On 12 Nov 2007, at 17:18, Jason T. Greene wrote:
Manik Surtani wrote:
> On 8 Nov 2007, at 03:00, Jason T. Greene wrote:
>> Manik Surtani wrote:
>>> A nasty bug, spotted by someone in the user forum (initially as a
>>> CCE)
>>>
http://jira.jboss.org/jira/browse/JBCACHE-1211
>>> Copying from the JIRA:
>>> "This is a nasty. What started life as an optimisation for
>>> certain types of objects in a marshalled stream (Fqn,
>>> GlobalTransactio, String and Serializable) has become a major
>>> limitation in that a single stream can only hold up to 32767
>>> different (not equal()) instances of such objects.
>>> Basically the optimisation was, for example, instead of writing
>>> "hello" to a stream twice, just write it once and use a reference
>>> for all subsequent times.
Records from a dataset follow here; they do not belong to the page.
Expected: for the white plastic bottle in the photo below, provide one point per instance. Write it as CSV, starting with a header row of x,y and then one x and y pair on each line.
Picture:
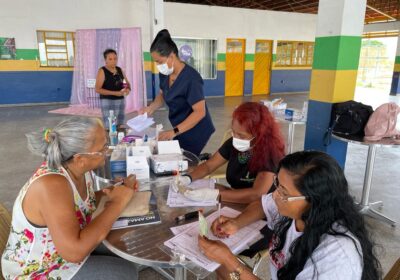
x,y
112,125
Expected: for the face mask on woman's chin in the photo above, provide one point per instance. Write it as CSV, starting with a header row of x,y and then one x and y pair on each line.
x,y
241,145
164,69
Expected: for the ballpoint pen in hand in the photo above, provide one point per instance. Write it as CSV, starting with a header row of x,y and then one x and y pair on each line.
x,y
219,212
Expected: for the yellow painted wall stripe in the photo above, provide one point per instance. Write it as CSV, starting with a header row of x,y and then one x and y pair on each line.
x,y
28,65
292,68
34,65
333,86
249,65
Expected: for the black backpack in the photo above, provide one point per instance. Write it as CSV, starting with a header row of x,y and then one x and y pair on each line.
x,y
348,118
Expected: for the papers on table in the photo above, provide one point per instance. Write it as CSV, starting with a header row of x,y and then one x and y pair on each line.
x,y
140,122
187,236
178,200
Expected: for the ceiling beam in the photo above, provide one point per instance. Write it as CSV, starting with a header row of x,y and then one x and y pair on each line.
x,y
380,12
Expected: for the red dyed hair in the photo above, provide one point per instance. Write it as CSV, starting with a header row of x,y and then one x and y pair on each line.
x,y
268,144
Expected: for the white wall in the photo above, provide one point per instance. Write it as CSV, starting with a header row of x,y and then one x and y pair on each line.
x,y
20,19
223,22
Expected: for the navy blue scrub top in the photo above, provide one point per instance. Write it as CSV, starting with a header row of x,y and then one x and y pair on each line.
x,y
186,91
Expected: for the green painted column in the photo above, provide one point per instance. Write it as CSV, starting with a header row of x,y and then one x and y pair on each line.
x,y
334,73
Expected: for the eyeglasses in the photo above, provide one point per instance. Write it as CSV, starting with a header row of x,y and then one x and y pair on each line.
x,y
282,196
241,137
102,152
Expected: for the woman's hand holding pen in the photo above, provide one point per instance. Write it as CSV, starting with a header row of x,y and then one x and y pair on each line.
x,y
223,227
124,92
123,193
147,110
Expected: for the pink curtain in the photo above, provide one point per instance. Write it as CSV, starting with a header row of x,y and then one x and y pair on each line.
x,y
89,47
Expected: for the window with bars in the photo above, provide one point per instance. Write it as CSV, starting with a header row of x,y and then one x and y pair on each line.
x,y
294,53
56,48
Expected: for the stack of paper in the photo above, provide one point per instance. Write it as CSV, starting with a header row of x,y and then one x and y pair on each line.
x,y
140,122
178,200
186,240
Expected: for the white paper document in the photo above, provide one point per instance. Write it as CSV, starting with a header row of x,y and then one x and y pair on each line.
x,y
186,240
178,200
168,147
140,122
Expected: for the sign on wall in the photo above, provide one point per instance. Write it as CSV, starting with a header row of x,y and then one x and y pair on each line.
x,y
7,48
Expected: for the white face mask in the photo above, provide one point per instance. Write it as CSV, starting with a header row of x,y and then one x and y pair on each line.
x,y
164,69
241,145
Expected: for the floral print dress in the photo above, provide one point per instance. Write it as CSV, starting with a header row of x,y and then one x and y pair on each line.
x,y
30,252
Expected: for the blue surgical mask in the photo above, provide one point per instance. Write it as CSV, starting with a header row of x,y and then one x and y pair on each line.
x,y
164,69
241,145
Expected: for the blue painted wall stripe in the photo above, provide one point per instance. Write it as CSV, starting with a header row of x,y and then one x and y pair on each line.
x,y
318,120
35,87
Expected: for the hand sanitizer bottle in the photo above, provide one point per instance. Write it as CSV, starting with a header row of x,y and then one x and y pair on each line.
x,y
112,124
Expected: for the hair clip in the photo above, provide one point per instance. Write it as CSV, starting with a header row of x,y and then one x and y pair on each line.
x,y
46,133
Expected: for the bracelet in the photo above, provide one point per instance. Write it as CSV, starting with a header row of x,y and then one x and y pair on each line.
x,y
191,179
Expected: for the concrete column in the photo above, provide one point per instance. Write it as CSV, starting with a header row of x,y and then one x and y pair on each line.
x,y
395,89
336,55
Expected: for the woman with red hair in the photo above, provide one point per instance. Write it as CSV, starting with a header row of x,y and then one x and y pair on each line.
x,y
253,154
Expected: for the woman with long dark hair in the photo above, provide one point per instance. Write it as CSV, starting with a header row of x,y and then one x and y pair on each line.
x,y
181,88
318,232
112,85
252,153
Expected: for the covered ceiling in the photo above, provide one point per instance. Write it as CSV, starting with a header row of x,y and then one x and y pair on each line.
x,y
377,10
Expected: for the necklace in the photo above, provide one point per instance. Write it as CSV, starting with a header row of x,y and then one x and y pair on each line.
x,y
243,157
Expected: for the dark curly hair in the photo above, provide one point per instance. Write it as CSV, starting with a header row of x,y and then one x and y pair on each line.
x,y
163,44
319,177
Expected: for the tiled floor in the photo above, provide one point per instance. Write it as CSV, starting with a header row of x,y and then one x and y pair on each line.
x,y
17,164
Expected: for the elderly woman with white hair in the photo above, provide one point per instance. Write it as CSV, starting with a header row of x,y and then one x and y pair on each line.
x,y
52,232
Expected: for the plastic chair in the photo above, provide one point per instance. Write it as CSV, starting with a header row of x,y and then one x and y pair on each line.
x,y
5,224
394,272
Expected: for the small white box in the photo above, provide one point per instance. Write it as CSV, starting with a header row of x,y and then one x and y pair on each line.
x,y
139,166
169,147
139,151
168,162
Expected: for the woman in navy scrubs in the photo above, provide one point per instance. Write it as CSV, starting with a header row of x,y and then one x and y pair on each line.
x,y
181,87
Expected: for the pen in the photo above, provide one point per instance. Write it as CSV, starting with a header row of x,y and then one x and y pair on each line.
x,y
166,173
187,216
219,212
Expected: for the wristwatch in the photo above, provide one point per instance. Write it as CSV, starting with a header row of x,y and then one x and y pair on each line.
x,y
235,275
176,130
Unfortunately this reference was
>>> encoded as a short, hence the limitation of 32767.
>>> Fixing this will definitely break wire compatibility with JBoss
>>> Cache 2.0.0, although JBC does allow backward compatibility by
>>> specifying replication version in your configuration, thanks to
>>> the VersionAwareMarshaller. "
>>> So I guess this mandates the need for a CacheMarshaller210. The
>>> question is how do we fix this. The obvious thing is to replace
>>> the short references with integers. The 2 ^ 31 - 1 number of
>>> references this would allow should be plenty! The drawback
>>> though, is larger streams. 4-byte refs instead of 2-byte refs
>>> can be an unnecessary overhead especially if objects aren't
>>> repeated much.
>>
>> I wouldn't worry too much about the extra bytes. However, you
>> could maintain backwards compatibility, and save the 2 bytes, by
>> stealing the sign bit on the short. If byte1 & 0x80 then read 3
>> more bytes, else read only 1 more.
>>
> Still wouldn't help if you needed a million Strings in a
> collection. :-)
Sure it would, since you get the full positive rang of a signed int
(2^31 - 1). The only difference is that if its <= 32767 you write
only two bytes, and when it's greater you write an encoded int that
can be detected (only 4 bytes).
Of course, yeah, you'd read 3 more bytes. But that would mean (with
the adding of more bytes) this would break backward compatibility for
32767 refs anyway. Existing code wouldn't be able to deserialize
such a stream. Then again, for such cases, it is currently *broken*
and even existing code wouldn't be able to deserialize such a stream
anyway!!
Still I'd prefer to make the change to the stream explicit though, as
a separate marshaller for 2.1.0 - I do like the variable int approach
since for a small number of refs (< 128, which is probably the
majority of use cases) I'd just encode a single byte.
Cheers,
--
Manik Surtani
Lead, JBoss Cache
manik(a)jboss.org